Now substitute R1 by R - a
R - a = rand(0,1) * (b-a) ==> R = a + rand(0,1) * (b-a)
==== 2nd question - without explanation ====
We have 1 <= R1 <= 5
==> 0 <= R1 - 1 <= 4
==> 0 <= (R1 - 1)/4 <= 1
==> 0 <= 6 * (R1 - 1)/4 <= 6
==> 1 <= 1 + 6 * (R1 - 1)/4 <= 7
Thus, Rand(1,7) = 1 + 6 * (rand(1,5) - 1) / 4
random(a,b) from random(0,1):
random(0,1)*(b-a)+a
random(c,d) from random(a,b):
(random(a,b)-a)/(b-a)*(d-c)+c
or, simplified for your case (a=1,b=5,c=1,d=7):
random(1,5) * 1.5 - 0.5
(note: I assume we're talking about float values and that rounding errors are negligible)
random(a,b) from random(c,d) = a + (b-a)*((random(c,d) - c)/(d-c))
No?
[random(0,1)*(b-a)] + a, i think would give random numbers b/w a&b.
([random(1,5)-1]/4)*6 + 1 should give the random nubers in the range (1,7)
I am not sure whether the above will destroy the uniform distribution..
Were my answers correct?
I think there are some problems.
First off, I'm assuming that random() returns a floating point value - otherwise to generate any useful distribution of a larger range of numbers using random(0,1) would require repeated calls to generate a pool of bits to work with.

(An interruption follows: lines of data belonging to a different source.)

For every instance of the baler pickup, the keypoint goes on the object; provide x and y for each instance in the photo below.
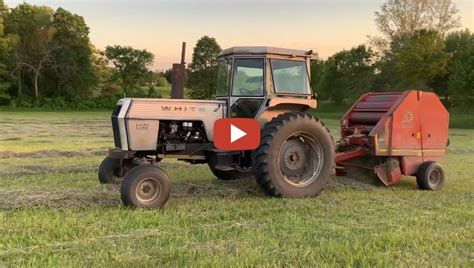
(406, 132)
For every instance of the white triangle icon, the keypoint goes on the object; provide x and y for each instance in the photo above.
(236, 133)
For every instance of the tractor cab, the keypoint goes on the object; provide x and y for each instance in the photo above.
(254, 80)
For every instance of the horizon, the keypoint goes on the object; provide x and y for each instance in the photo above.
(174, 23)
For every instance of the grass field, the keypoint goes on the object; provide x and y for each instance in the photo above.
(53, 212)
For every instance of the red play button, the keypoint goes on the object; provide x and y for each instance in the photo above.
(236, 134)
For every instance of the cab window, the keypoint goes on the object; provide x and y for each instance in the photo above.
(290, 76)
(248, 77)
(223, 71)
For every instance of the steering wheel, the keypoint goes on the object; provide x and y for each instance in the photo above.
(248, 92)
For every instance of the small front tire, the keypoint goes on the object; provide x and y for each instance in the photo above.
(109, 171)
(146, 186)
(430, 176)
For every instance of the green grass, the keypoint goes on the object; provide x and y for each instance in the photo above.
(53, 212)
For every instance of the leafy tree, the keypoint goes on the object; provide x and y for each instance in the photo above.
(405, 17)
(348, 73)
(419, 58)
(32, 51)
(131, 65)
(203, 69)
(4, 55)
(73, 70)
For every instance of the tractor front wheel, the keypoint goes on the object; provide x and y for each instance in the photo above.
(111, 171)
(146, 186)
(430, 176)
(296, 156)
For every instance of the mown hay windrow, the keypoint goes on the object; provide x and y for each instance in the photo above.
(64, 198)
(53, 153)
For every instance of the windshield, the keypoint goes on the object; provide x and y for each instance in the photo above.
(290, 76)
(223, 79)
(248, 77)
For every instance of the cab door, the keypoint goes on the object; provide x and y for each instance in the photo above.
(247, 87)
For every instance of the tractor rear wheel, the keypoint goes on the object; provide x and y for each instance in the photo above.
(430, 176)
(230, 175)
(296, 156)
(110, 170)
(146, 186)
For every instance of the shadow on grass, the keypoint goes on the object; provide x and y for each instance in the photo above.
(108, 196)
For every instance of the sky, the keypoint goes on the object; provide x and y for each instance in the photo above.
(160, 26)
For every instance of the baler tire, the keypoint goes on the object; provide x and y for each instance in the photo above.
(430, 176)
(293, 127)
(108, 171)
(229, 175)
(143, 181)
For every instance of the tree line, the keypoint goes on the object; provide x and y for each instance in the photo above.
(47, 60)
(419, 48)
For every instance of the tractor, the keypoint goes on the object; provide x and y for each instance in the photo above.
(392, 133)
(296, 155)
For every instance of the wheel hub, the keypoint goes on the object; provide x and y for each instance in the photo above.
(294, 157)
(434, 177)
(148, 190)
(300, 160)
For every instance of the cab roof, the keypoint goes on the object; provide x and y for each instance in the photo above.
(262, 50)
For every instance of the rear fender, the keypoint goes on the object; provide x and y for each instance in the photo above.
(276, 106)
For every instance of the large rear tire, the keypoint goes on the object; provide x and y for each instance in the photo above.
(146, 186)
(296, 156)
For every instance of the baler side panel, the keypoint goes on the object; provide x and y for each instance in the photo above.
(434, 129)
(406, 129)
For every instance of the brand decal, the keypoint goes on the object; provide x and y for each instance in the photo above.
(142, 126)
(172, 108)
(407, 120)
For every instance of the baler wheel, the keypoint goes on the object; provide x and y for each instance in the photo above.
(146, 186)
(109, 170)
(430, 176)
(296, 156)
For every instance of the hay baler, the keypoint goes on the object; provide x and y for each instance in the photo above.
(395, 134)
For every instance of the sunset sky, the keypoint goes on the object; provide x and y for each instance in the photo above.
(326, 26)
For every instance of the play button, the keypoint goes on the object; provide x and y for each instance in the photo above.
(236, 134)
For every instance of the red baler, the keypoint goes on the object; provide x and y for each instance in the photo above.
(405, 132)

I'm also going to assume C/C++ is the intended platform, since the question is tagged as such.
Given these assumptions, one problem with your answers is that C/C++ do not allow the use of the % operator on floating point types.

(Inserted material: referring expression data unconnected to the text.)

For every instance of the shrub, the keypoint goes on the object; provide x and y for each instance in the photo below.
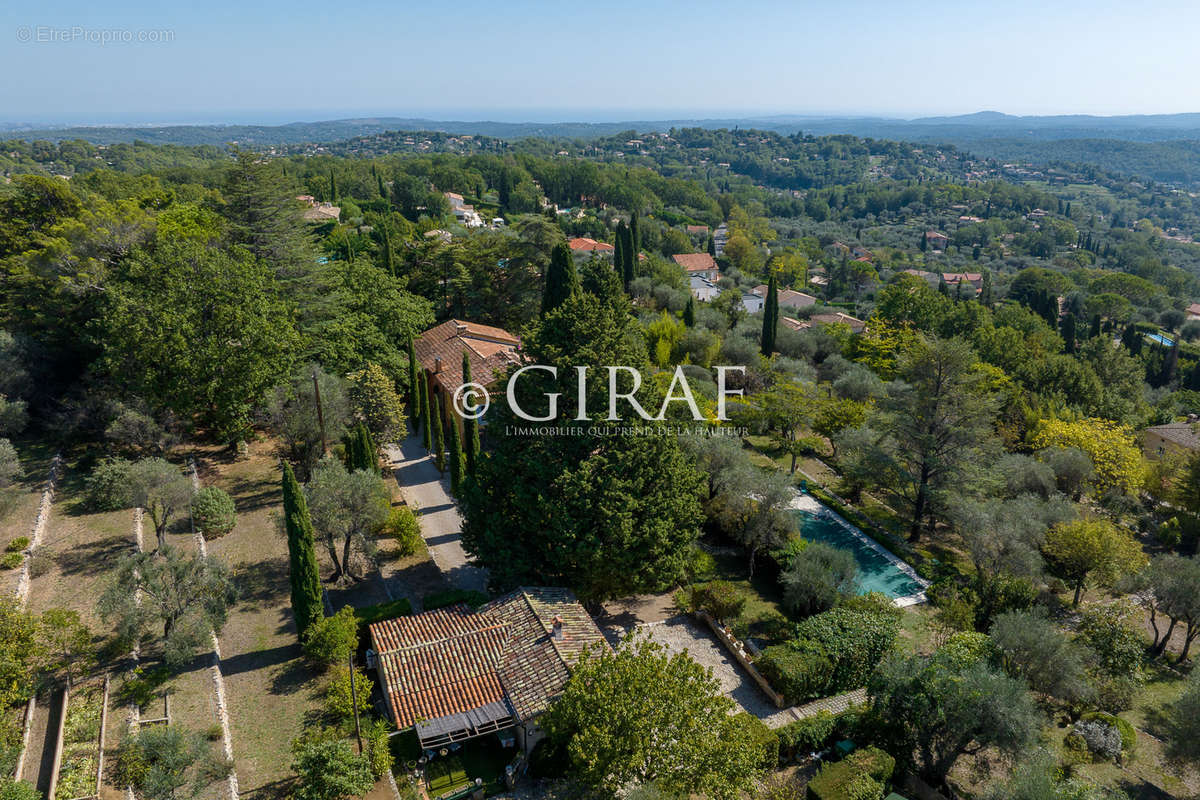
(333, 639)
(837, 781)
(763, 739)
(720, 599)
(805, 735)
(108, 487)
(403, 527)
(214, 512)
(453, 596)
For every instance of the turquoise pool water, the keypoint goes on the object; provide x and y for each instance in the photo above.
(1159, 338)
(877, 569)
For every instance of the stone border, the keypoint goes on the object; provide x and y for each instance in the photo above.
(900, 564)
(35, 536)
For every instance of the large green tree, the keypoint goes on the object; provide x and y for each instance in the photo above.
(641, 716)
(201, 331)
(605, 506)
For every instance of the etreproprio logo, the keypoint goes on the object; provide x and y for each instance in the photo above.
(472, 401)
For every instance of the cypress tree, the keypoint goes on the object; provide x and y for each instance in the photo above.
(414, 392)
(423, 385)
(304, 577)
(562, 280)
(439, 445)
(771, 318)
(457, 462)
(469, 427)
(627, 274)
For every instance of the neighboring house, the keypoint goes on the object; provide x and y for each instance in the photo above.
(701, 264)
(1174, 438)
(787, 298)
(834, 318)
(319, 211)
(720, 236)
(955, 278)
(702, 288)
(583, 246)
(438, 350)
(455, 673)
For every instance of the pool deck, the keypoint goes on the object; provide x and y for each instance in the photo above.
(809, 504)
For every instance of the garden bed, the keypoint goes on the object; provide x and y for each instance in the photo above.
(82, 744)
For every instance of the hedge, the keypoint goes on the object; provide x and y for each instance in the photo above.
(833, 651)
(453, 596)
(834, 780)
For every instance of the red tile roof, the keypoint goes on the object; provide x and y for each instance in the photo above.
(491, 352)
(695, 262)
(454, 660)
(582, 244)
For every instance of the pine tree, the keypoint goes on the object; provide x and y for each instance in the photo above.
(414, 392)
(771, 318)
(457, 461)
(423, 384)
(439, 445)
(562, 280)
(304, 577)
(469, 427)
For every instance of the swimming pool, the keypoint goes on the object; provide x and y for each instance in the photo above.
(877, 569)
(1159, 338)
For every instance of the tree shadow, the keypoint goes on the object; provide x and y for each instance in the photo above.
(94, 558)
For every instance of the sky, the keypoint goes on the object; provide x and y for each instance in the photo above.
(271, 61)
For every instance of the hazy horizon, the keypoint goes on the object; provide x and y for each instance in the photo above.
(529, 61)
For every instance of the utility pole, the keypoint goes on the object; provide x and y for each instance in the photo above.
(321, 419)
(354, 701)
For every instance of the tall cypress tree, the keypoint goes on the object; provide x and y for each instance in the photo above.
(304, 577)
(457, 461)
(562, 280)
(414, 391)
(771, 318)
(630, 260)
(469, 427)
(439, 445)
(424, 389)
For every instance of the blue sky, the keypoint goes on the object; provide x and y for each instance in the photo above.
(276, 61)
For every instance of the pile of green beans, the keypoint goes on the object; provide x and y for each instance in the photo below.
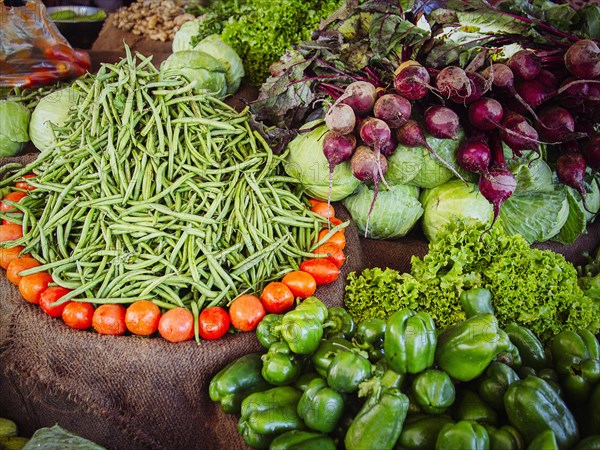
(156, 192)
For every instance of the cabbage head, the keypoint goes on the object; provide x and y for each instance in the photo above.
(14, 127)
(226, 55)
(307, 163)
(51, 111)
(395, 213)
(199, 67)
(453, 199)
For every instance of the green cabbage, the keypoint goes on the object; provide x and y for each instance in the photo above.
(215, 47)
(51, 111)
(200, 67)
(394, 214)
(14, 125)
(307, 163)
(442, 204)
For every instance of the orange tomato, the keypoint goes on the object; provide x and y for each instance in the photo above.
(10, 232)
(142, 317)
(322, 270)
(7, 255)
(14, 196)
(333, 252)
(302, 284)
(109, 319)
(176, 325)
(78, 315)
(51, 295)
(277, 298)
(32, 286)
(18, 265)
(246, 311)
(337, 238)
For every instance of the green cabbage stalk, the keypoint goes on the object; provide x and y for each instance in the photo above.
(307, 163)
(394, 214)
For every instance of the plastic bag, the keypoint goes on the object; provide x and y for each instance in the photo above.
(32, 51)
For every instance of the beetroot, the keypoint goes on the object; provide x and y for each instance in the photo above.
(393, 109)
(441, 122)
(411, 80)
(582, 59)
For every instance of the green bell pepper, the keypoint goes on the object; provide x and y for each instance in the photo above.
(302, 440)
(532, 406)
(409, 342)
(434, 391)
(369, 337)
(465, 349)
(379, 422)
(265, 415)
(529, 346)
(268, 330)
(320, 406)
(280, 365)
(476, 301)
(546, 440)
(234, 382)
(420, 431)
(492, 385)
(471, 407)
(339, 323)
(506, 437)
(347, 370)
(463, 435)
(576, 356)
(327, 350)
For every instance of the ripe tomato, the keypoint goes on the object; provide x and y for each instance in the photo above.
(322, 270)
(337, 238)
(214, 323)
(14, 196)
(23, 184)
(277, 298)
(323, 209)
(51, 295)
(246, 312)
(176, 325)
(333, 252)
(109, 319)
(142, 318)
(78, 315)
(18, 265)
(302, 284)
(10, 232)
(32, 286)
(7, 255)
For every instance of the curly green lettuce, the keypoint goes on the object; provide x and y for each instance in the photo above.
(535, 288)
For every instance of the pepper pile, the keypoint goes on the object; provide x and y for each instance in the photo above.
(328, 382)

But even if we imagine that the % operator was replaced with a function that performed a modulo operation with floating point arguments in a reasonable way, there are still some problems. In your initial answer, if b (or the uninitialized *z allocated in your second attempt - I'm assuming this is a kind of bizarre way to get an arbitrary value, or is something else intended?) is zero (say the range given for a and b is (-5, 0)), then your result will be decidedly non-uniform. The result would always be b.
Finally, I'm certainly no statistician, but in your final answer (to generate random(1,7) from random(1.5)), I'm pretty sure that A+B+C would be non-uniform and would therefore introduce a bias in the result.
I think that there is a nicer answer to this. There is one value (probability -> zero) that this overflows and thus the modulus is there.
Take a random number x in the interval [0,1].
Increment your upper_bound which could be a parameter by one.
Calculate (int(random() / (1.0 / upper_bound)) % upper_bound) + 1 + lower_bound .
This ought to return a number in your desired interval.
given random(0,5) you can generate random(0,7) in the following way
A = random(0,5)*random(0,5)
now the range of A is 0-25
if we simply take the modulo 7 of A, we can get the random numbers but they wont be truly random as for values of A from 22-25, you will get 1-4 values after modulo operation, hence getting modulo 7 from range(0,25) will bias the output towards 1-4. This is because 7 does not evenly divide 25: the largest multiple of 7 less than or equal to 25 is 7*3=21 and it is the numbers in the incomplete range from 21-25 that will cause the bias.
Easiest way to fix this problem is to discard those numbers (from 22-25) and to keep tying again until a number in the suitable range come up.
Obviously, this is true when we assume that we want random integers.
However to get random float numbers we need to modify the range accordingly as described in above posts.